IP becomes randomly unreachable

I would check routing here. Seems to me like not all packets are seen by your XG and those that are, are discarded.

Check if the switch is doing VLAN routing or if the XG does. If both do, fix it.

Hello LHerzog,

the switch is running in L2 mode and does no routing. The only device for the clients which does routing is the firewall. The issue occurs independently from the vlans. 

Could the high availability cluster be an issue in the routing process?

Is there something in IPS logs?

I don't think clustering is responsible for this.

Also the IPS logs don't show anything regarding this ip address. I noticed two things. The error occurred also over VPN which is configured on the firewall. 

The screenshot shows that the packets from 11 seconds earlier where denied because they where invalid. Why is there no port in the listing? Was it blocked right before it could "enter" the interface?
Is it right that the FW Rule id is "N/A" shouldn't it be 0 if no rule where applied?
And from what I am understanding, the rule type gives us informations about the rule type that applies. So the 0 means it's appliance access/invalid traffic.

One reason for this issue could maybe be dropped packets at the interface? I noticed that there were a few of them as you can see:

But this would not explain why only this ip address gets blocked. 

Rule Type List:
0 = appliance access/invalid traffic
1 = Network rule
2 = User rule
3 = Business rule

Sorry for the amounts of questions but this issue drives me crazy. 

This still looks to me like connection issues where the firewall does not see all packets comming from this host IP. Like the misconfigured routing I mentioned earlier.

Do you have Web Security enabled? If yes, I would also try to put the IP of your 443 Server into the exclusion list.

You could check this post here with similar issue.

community.sophos.com/.../tcp443-blocked-by-fw-rule-0-could-not-associate-packet-to-any-connection

Thank you for your response. I would also think that this is due to misconfigured routing but I cannot imaging on which device.

If one client cannot connect every other client, managed or not, windows, mac, ios or android, or in another vlan cannot connect to this server. Our switches are on L2 mode and don't do any routing. The network is fairly small, there are no other L3 routing devices except the firewall which discards the packets. 

Currently the policy is setup but inactive but I added the IP to the exception list. I will test that. 

One thing that caught my attention last week was the spanning tree protocol on the switches. We have two switches directly connected to another but only the main switch is directly connected to the firewall. What caught my attention was that our "master" switch, which is directly connected to the firewall, is not the primary in STP. The smaller one is the root device. 

Is it possible that some packets get lost due to misconfigured STP? (even though we don't need it in such a small network and could turn it off)

 EDIT: I looked at the link but I couldn't find any useful information there

Thanks in advance

STP can of course be a reason, if it is permanently rebuilding topology. I guess, you would see other major outages as well if you have issues here, not only with this single WAN IP.
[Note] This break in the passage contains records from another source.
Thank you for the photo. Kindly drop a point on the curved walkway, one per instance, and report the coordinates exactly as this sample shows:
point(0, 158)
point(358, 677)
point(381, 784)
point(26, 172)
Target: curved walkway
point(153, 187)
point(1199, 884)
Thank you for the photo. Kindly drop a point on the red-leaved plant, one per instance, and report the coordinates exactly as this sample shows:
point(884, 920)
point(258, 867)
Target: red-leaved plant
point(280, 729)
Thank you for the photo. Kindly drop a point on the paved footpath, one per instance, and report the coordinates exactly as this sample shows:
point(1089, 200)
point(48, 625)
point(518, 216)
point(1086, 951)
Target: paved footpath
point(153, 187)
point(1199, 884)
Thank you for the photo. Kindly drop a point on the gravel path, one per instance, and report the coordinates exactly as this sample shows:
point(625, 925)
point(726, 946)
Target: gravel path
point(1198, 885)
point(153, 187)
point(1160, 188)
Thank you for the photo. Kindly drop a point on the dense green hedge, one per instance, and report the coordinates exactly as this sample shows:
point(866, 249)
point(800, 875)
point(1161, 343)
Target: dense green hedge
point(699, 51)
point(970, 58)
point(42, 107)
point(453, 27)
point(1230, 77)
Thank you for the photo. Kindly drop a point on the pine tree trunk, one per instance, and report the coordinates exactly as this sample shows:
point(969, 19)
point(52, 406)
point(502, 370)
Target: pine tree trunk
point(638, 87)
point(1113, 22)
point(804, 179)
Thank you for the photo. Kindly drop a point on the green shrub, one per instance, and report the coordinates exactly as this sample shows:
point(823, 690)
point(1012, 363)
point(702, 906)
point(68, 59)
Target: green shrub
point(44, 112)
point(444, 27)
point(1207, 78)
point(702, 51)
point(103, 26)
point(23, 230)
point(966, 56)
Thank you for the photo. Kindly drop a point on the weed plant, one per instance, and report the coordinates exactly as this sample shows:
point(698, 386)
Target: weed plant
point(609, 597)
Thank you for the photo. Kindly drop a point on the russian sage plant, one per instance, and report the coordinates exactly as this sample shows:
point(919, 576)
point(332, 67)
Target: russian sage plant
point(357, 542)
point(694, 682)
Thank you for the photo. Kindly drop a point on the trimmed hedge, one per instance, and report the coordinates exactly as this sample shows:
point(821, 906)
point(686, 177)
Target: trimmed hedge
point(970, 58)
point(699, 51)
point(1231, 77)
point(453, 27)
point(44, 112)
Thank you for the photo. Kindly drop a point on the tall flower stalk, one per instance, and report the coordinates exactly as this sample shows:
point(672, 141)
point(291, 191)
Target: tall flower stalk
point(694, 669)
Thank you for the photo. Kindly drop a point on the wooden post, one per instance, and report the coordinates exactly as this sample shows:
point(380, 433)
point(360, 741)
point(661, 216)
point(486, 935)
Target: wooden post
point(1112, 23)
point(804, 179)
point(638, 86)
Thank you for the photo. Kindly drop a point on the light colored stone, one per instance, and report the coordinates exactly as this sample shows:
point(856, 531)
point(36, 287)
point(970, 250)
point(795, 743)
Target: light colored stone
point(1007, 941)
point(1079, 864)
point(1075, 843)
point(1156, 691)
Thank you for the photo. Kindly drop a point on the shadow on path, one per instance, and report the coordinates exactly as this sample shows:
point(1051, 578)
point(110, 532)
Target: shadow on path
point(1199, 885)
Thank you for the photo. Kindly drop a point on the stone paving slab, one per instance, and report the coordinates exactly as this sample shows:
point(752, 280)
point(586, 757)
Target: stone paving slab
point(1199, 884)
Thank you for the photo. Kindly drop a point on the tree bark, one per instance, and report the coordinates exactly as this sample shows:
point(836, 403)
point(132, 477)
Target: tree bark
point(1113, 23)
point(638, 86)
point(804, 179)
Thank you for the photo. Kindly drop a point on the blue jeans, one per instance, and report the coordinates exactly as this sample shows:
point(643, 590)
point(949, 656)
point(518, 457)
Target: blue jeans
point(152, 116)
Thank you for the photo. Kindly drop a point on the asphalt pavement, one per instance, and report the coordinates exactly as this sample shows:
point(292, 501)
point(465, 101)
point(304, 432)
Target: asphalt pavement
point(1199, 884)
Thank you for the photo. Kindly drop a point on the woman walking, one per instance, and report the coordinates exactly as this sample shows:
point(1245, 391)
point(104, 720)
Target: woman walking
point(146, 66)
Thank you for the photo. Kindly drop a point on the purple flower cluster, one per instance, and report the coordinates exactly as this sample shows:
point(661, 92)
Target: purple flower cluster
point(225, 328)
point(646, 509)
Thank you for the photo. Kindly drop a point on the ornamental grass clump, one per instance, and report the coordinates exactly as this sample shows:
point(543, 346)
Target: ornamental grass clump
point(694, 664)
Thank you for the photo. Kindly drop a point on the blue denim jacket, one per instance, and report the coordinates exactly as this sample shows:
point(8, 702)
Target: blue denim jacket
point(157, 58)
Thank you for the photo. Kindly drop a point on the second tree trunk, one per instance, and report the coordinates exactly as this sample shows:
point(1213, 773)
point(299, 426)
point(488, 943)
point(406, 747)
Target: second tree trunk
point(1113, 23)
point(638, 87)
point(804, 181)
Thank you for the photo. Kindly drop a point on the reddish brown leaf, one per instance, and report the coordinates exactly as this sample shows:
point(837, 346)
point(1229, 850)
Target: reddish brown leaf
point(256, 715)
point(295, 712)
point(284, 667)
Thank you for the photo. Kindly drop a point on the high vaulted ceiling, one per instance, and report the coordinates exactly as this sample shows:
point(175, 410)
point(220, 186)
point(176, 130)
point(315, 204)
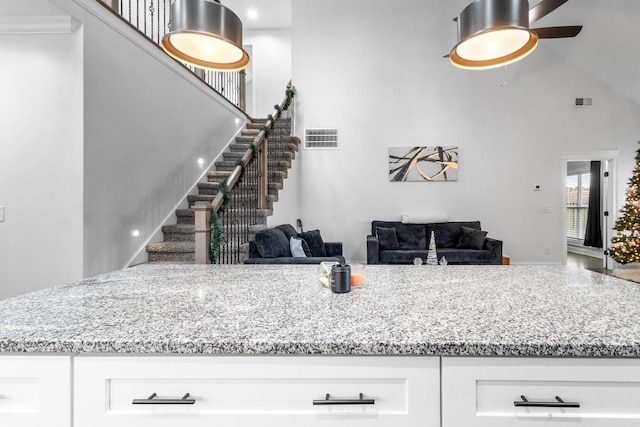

I could imagine this could also be something related to insecure ciphers the Web Server is providing as you say, this is only during SSL handshake or insecure Protocols like SSL or TLS 1.0 or so. You can configure the XG to drop or decrpt traffic. But I must admit, I have no experience with this because were still on a v17.5.

https://docs.sophos.com/nsg/sophos-firewall/18.0/releasenotes/en-us/nsg/sfos/releasenotes/rn_SSLTLSInspectionSettings.html

"You can specify the re-signing certificate authorities to sign SSL/TLS server certificates after XG Firewall intercepts, decrypts, and inspects secure traffic. You can specify the settings to drop or reject non-decryptable traffic, which includes insecure protocol versions and occurrences, such as SSL compression and connections that exceed the decryption capabilities of the firewall. "

Hi Giuseppe R 

The dropped packets at the interface could be because of the bad cable or interface hardware on switch or firewall. 

Could you please try to change the cable and let us know how it turns out for you? 

Thanks,

I disabled the ssl decryption completely and also set the ip on the exclusion list, even if the last step is unnecessary. I also disabled STP on both switches in the network.

Regarding the dropped packets on the interface. I cannot imagine that the cables are faulty. That would mean that 3 cables (they are connected in a LAG) from different manufacturers have a defect.

Since the last screenshot the count even didn't increase and it also couldn't explain why only one ip could not be connected to.

I will observe the changes over the curse of next week and will report if I have anything new.

Thank you all for your help.

I looked into this and it seems that issue didn't appear any more.

EDIT:

 The entries in the firewall log persist and appear periodically but since the last time I didn't received any user feedback about the unreachability of the specific server. So there is no resolution for this issue. I will keep this thread updated if I receive new reports about this issue.

I looked into this and it seems that issue didn't appear any more.

EDIT:

 The entries in the firewall log persist and appear periodically but since the last time I didn't received any user feedback about the unreachability of the specific server. So there is no resolution for this issue. I will keep this thread updated if I receive new reports about this issue.